!@#%#$ Math
Oct. 3rd, 2002 12:27 amOkay, I can't figure out the math on this problem. Can anyone help me?
I have a bunch'a numbers. Response times from a web server. I round off these response times into nice numbers. Closest 100 milliseconds or sumpthin. For every 100 millisecond interval, I count the number of occurences, giving me a pretty graph, like this.
Now I want to do standard deviation stuff. I calculate the standard deviation of the response times. Turns out, in my case, to be about 300 milliseconds. Big spread. Clustered in the [0s-0.5s] range.
Now, standard deviations are ideal for drawing the dreaded bell curves:
And I know that for each sigma, we're covering a larger percentage of the occurrences. In the following picture, for example:
the red area is supposed to cover something like 68% of the data, if the arrow marks out one sigma.
What I ultimately want to do is to render a graph with the standard deviation curve superimposed over the bar chart:
My question: how the hell do I calculate meaningful Y values for the standard deviation curve? I figure that the mid-point should be 50% of my total number of occurrences. How do I get the other points?

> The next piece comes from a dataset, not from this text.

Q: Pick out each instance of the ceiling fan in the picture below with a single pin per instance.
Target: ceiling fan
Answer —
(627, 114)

(Did I mention that I didn't do all that well in statistics? Or Fourier Analysis, but that's a whole 'nuther story).
(no subject)
Date: 2002-10-03 03:16 am (UTC)So: I think the thing you're describing as a "standard deviation curve" (ie the bell curve thingie) is in fact a frequency distribution. That's what I've heard the term "bell curve" generally applied to, anyway. And if that's so, then the little bar graph you started with is pretty much the same thing. If you mark a point at the appropriate coordinate rather than drawing a bar for each frequency count, and then join the dots... voila, you have a frequency distribution curve.

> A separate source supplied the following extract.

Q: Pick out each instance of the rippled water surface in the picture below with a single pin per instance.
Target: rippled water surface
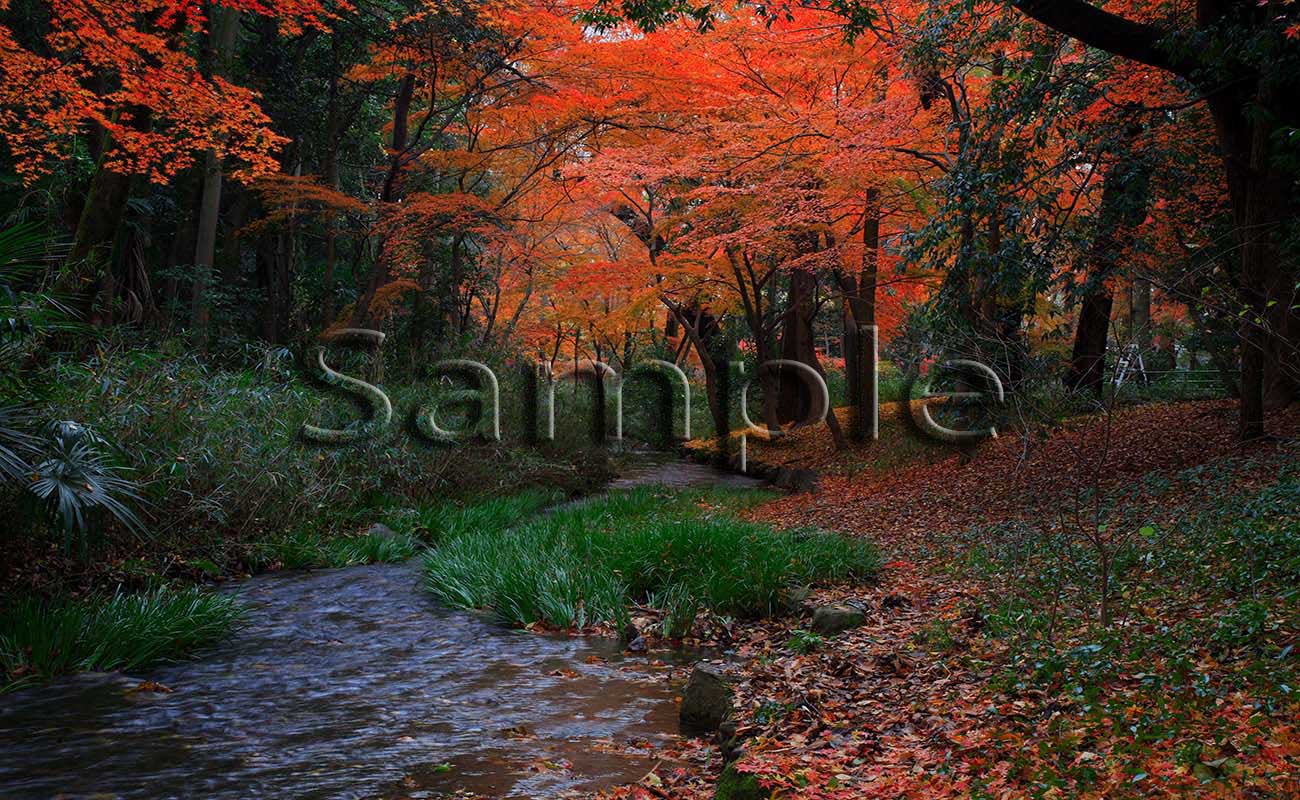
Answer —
(350, 683)
(345, 683)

Now, that won't give you a nice neat bell-curve, because those bell curve type graphs (a.k.a. "the normal distribution") generally show up when looking at data from very large samples, or for populations as a whole. And that's assuming your population does actually take the normal distribution form with respect to the variable that you're measuring - not all populations do.
The smaller your sample is compared to the total overall population its drawn from (in this case, that would be the population of all responses that webserver has ever given or will ever give), the more it's going to deviate from that lovely neat bell curve, simply due to randomness and sample selection factors. So with a relatively small sample of a a few dozen observations, your frequency distribution will be all over the place. If you took several hundred observations and graphed them, the graph would probably be a fair bit closer to a normal distribution (assuming that web server responses do actually fit that pattern). The greater the number of observations you took, the smoother and more even and neat your graph would probably be, and the more closely it would resemble the form of the overall population distribution of that variable.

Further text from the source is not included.